HUDSON – Hudson students joined thousands nationwide Wednesday, March 14 in protest of gun violence and in tribute to the 17 victims of the Parkland, Fla., shooting (and other school shootings), walking out of class at 10 a.m. for 17 minutes.

The campus was closed to visitors, parents and media, and police cars blocked different entrances to the high school during the walkout. There were no supporters or protesters for the student-led demonstration.

About half of the 1,600 students at Hudson High School participated in the walkout in the school gym, while an unknown number of Hudson Middle School students participated. Those who did not choose to participate remained in their classrooms with their teachers and continued lessons.

The demonstration was student-driven and led by students, said Sheryl Sheatzley, communications manager for the district. Teachers were present if they had a free period. There were no student problems during the walkout, and students did not face consequences for participating as long as they followed the Student Code of Conduct.

According to Sheatzley, there were 17 minutes of silence — one minute for each person who died in the Florida shooting.

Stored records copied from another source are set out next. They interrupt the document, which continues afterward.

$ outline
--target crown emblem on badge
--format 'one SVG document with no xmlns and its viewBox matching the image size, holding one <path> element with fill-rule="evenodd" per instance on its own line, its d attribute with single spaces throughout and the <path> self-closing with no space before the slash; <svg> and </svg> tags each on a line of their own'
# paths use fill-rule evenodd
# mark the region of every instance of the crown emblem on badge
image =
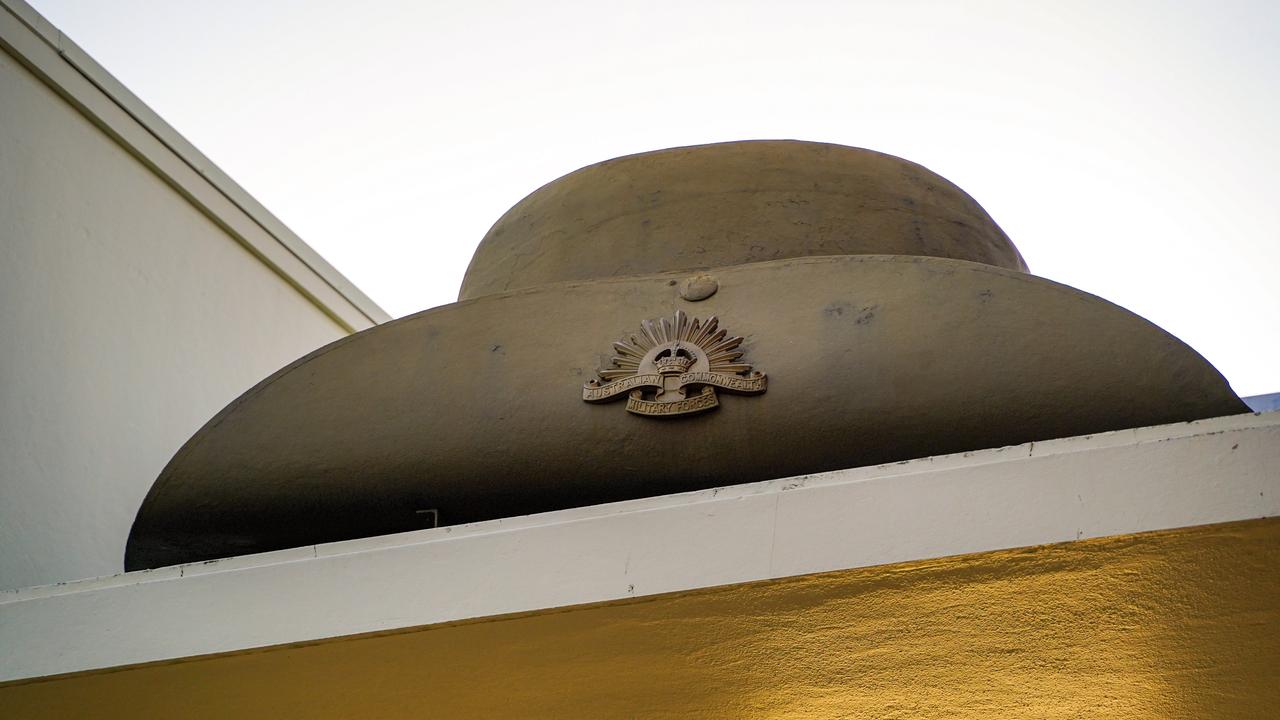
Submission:
<svg viewBox="0 0 1280 720">
<path fill-rule="evenodd" d="M 687 350 L 677 343 L 670 350 L 663 350 L 653 359 L 654 367 L 659 375 L 679 375 L 693 367 L 694 359 Z"/>
<path fill-rule="evenodd" d="M 729 335 L 712 316 L 704 323 L 682 310 L 674 319 L 645 320 L 640 334 L 613 344 L 616 353 L 600 379 L 582 388 L 582 399 L 603 403 L 627 397 L 627 411 L 669 417 L 720 405 L 716 389 L 743 395 L 765 391 L 765 374 L 741 362 L 742 338 Z"/>
</svg>

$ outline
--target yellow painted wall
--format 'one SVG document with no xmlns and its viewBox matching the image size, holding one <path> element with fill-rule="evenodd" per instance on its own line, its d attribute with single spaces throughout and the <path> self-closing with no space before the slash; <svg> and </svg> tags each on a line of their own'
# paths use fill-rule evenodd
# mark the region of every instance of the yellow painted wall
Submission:
<svg viewBox="0 0 1280 720">
<path fill-rule="evenodd" d="M 0 708 L 7 718 L 1276 717 L 1280 520 L 16 683 L 0 687 Z"/>
</svg>

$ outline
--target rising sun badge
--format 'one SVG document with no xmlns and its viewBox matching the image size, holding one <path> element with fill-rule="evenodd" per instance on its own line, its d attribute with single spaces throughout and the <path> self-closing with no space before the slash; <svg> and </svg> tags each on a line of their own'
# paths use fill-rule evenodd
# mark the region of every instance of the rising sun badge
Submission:
<svg viewBox="0 0 1280 720">
<path fill-rule="evenodd" d="M 677 310 L 674 320 L 645 320 L 640 334 L 613 344 L 617 353 L 600 379 L 582 388 L 582 399 L 602 403 L 627 396 L 627 411 L 670 417 L 711 410 L 720 404 L 716 388 L 757 395 L 764 373 L 740 362 L 742 338 Z"/>
</svg>

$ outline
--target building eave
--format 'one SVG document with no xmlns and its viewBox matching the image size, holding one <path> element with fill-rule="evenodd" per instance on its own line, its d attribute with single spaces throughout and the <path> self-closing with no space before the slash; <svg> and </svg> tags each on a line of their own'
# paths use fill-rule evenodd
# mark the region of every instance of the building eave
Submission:
<svg viewBox="0 0 1280 720">
<path fill-rule="evenodd" d="M 1248 414 L 0 593 L 0 681 L 1274 517 L 1277 467 Z"/>
<path fill-rule="evenodd" d="M 0 0 L 0 49 L 348 331 L 391 319 L 350 280 L 22 0 Z"/>
</svg>

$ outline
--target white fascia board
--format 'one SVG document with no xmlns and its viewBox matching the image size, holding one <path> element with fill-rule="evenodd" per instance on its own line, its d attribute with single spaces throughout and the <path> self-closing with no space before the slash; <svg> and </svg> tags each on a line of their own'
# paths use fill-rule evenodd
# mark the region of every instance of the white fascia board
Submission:
<svg viewBox="0 0 1280 720">
<path fill-rule="evenodd" d="M 22 0 L 0 0 L 7 51 L 350 331 L 391 316 Z"/>
<path fill-rule="evenodd" d="M 1278 513 L 1230 416 L 0 593 L 0 681 Z"/>
</svg>

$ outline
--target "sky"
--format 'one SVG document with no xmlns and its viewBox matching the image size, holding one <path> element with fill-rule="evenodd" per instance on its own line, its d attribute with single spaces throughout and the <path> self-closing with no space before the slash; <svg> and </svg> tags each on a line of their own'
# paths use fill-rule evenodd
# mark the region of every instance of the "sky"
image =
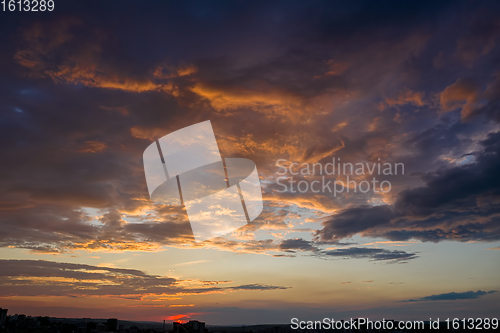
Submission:
<svg viewBox="0 0 500 333">
<path fill-rule="evenodd" d="M 65 0 L 0 27 L 9 314 L 498 315 L 500 3 Z M 207 120 L 263 211 L 200 242 L 143 153 Z"/>
</svg>

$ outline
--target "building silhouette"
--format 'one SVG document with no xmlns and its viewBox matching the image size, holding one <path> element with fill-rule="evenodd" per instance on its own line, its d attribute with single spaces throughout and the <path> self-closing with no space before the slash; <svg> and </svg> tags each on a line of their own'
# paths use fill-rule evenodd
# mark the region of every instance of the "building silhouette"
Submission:
<svg viewBox="0 0 500 333">
<path fill-rule="evenodd" d="M 0 327 L 5 325 L 6 319 L 7 319 L 7 309 L 0 308 Z"/>
<path fill-rule="evenodd" d="M 118 319 L 109 318 L 106 321 L 106 326 L 107 326 L 108 332 L 116 332 L 118 330 Z"/>
<path fill-rule="evenodd" d="M 174 321 L 173 333 L 206 333 L 205 323 L 198 320 L 190 320 L 187 323 Z"/>
</svg>

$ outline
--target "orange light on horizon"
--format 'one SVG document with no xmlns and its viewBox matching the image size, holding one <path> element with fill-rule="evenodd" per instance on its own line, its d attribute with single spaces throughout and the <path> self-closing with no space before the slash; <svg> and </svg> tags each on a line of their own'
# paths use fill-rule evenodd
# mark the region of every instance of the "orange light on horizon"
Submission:
<svg viewBox="0 0 500 333">
<path fill-rule="evenodd" d="M 182 323 L 182 318 L 188 318 L 189 319 L 189 315 L 187 315 L 187 314 L 178 314 L 178 315 L 175 315 L 175 316 L 169 316 L 169 317 L 167 317 L 167 320 L 175 320 L 175 321 L 178 321 L 179 323 Z"/>
</svg>

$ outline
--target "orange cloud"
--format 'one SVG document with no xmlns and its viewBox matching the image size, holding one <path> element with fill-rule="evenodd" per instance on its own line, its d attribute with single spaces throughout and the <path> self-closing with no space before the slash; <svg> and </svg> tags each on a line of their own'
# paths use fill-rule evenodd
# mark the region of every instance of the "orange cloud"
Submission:
<svg viewBox="0 0 500 333">
<path fill-rule="evenodd" d="M 123 251 L 162 251 L 159 244 L 141 241 L 113 241 L 113 240 L 93 240 L 85 243 L 72 243 L 68 245 L 72 250 L 85 250 L 89 252 L 123 252 Z"/>
<path fill-rule="evenodd" d="M 462 119 L 467 119 L 478 106 L 479 88 L 470 79 L 458 79 L 439 95 L 441 109 L 449 112 L 462 108 Z"/>
<path fill-rule="evenodd" d="M 157 140 L 166 135 L 168 131 L 163 127 L 134 126 L 130 128 L 130 134 L 137 139 Z"/>
<path fill-rule="evenodd" d="M 313 193 L 278 193 L 265 194 L 265 200 L 275 201 L 285 204 L 296 205 L 297 207 L 316 210 L 322 213 L 333 213 L 338 209 L 338 204 L 331 198 Z"/>
<path fill-rule="evenodd" d="M 415 106 L 425 105 L 424 93 L 419 91 L 405 90 L 394 97 L 386 98 L 379 104 L 378 109 L 382 111 L 385 110 L 387 106 L 395 107 L 406 104 L 412 104 Z"/>
<path fill-rule="evenodd" d="M 35 23 L 22 34 L 23 47 L 19 48 L 14 60 L 32 72 L 31 76 L 50 77 L 56 83 L 83 84 L 88 87 L 116 89 L 129 92 L 165 91 L 175 94 L 177 90 L 171 82 L 157 82 L 167 78 L 159 70 L 144 73 L 143 77 L 132 77 L 127 69 L 103 59 L 103 44 L 107 35 L 95 32 L 88 38 L 78 38 L 75 34 L 83 23 L 79 19 L 67 18 L 53 23 Z M 79 36 L 80 37 L 80 36 Z M 175 75 L 186 76 L 196 72 L 193 65 L 173 69 Z"/>
<path fill-rule="evenodd" d="M 302 104 L 301 99 L 281 88 L 271 87 L 261 82 L 256 83 L 253 89 L 241 87 L 217 87 L 199 82 L 192 91 L 208 99 L 218 111 L 238 107 L 252 107 L 258 111 L 274 114 L 286 114 L 289 111 L 297 112 Z M 272 106 L 271 109 L 266 107 Z"/>
<path fill-rule="evenodd" d="M 183 319 L 183 318 L 189 318 L 189 315 L 187 315 L 187 314 L 178 314 L 178 315 L 175 315 L 175 316 L 168 316 L 167 320 L 175 320 L 175 321 L 182 322 L 182 320 L 179 320 L 179 319 Z"/>
<path fill-rule="evenodd" d="M 174 66 L 158 66 L 153 72 L 153 76 L 158 79 L 171 79 L 175 77 L 189 76 L 198 72 L 198 67 L 193 64 L 182 65 L 179 68 Z"/>
<path fill-rule="evenodd" d="M 387 98 L 385 102 L 389 106 L 395 106 L 395 105 L 404 105 L 404 104 L 413 104 L 417 106 L 422 106 L 424 105 L 424 93 L 419 92 L 419 91 L 411 91 L 407 90 L 395 98 Z"/>
<path fill-rule="evenodd" d="M 86 141 L 78 150 L 79 153 L 100 153 L 105 151 L 108 145 L 100 141 Z"/>
<path fill-rule="evenodd" d="M 232 115 L 240 108 L 264 114 L 287 123 L 308 123 L 321 115 L 330 114 L 337 105 L 351 98 L 340 89 L 325 91 L 316 96 L 303 96 L 266 81 L 253 80 L 240 85 L 199 81 L 191 90 L 208 100 L 223 115 Z"/>
</svg>

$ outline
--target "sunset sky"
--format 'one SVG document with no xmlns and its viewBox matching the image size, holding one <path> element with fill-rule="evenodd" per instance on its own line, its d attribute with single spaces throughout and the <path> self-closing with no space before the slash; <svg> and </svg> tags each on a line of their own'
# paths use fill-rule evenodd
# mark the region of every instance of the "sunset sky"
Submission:
<svg viewBox="0 0 500 333">
<path fill-rule="evenodd" d="M 498 1 L 55 0 L 0 27 L 9 314 L 500 313 Z M 183 206 L 151 202 L 142 158 L 206 120 L 223 158 L 255 162 L 264 209 L 195 242 Z M 404 174 L 384 193 L 278 183 L 281 164 L 332 159 Z"/>
</svg>

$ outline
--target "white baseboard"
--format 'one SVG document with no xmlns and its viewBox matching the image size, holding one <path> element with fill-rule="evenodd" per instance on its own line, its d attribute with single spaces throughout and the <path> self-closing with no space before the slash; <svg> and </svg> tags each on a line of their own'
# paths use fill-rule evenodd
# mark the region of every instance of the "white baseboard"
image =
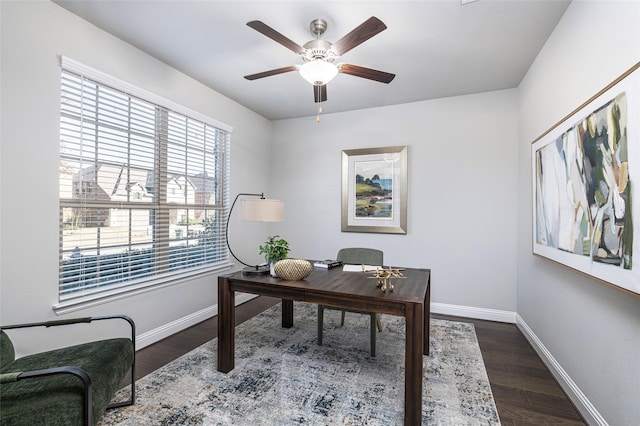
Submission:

Large signs were held up for each of the victims.

“They were extremely responsible and respectful,” Sheatzley said. “The students came down and were in the gym 18 minutes, which is what they said it would be.”

At the middle school, Hudson Middle School Principal Kimberly Cockley said, “Today, at 10 a.m, students who chose to participate in the student-led walkout gathered in the gymnasium for 17 minutes of silence. Students were silent and peaceful entering, gathering, and returning to class.”

Although students were not available for comment afterward, three of the student organizers at HHS — Kelsey Lowman (senior at HHS and president of student government), Anna Berger and Cade Capper — told the Hudson Hub-Times earlier this month that despite their young age, they would be heard.

“We will participate in our beliefs,” Lowman said. “My generation is done playing the political game. If our political leaders can’t act to make us safe, they are done.”

Berger highlighted another portion of the event.

“17 new things, 17 new smiles, 17 new friends, 17 new compliments,” Berger said.

Hudson High School Principal Brian Wilch, Cockley and Superintendent Phil Herman sent letters to parents informing them about the walkout.

“The safety of our students and staff is our top priority, and as such, our district policies, rules, and student Code of Conduct will remain in place during this National Student Walkout,” the letter stated. “Our role as administrators and staff will be to supervise our students while they are exercising their right to freedom of expression. Our student leaders have openly shared what they are planning; however, if you hear about any plans other than the walkouts scheduled for approximately 20 minutes at 10 a.m., please let our principals know. In addition, to help maintain a safe environment, we will not allow visitors, parents, or media on campus the morning of March 14.”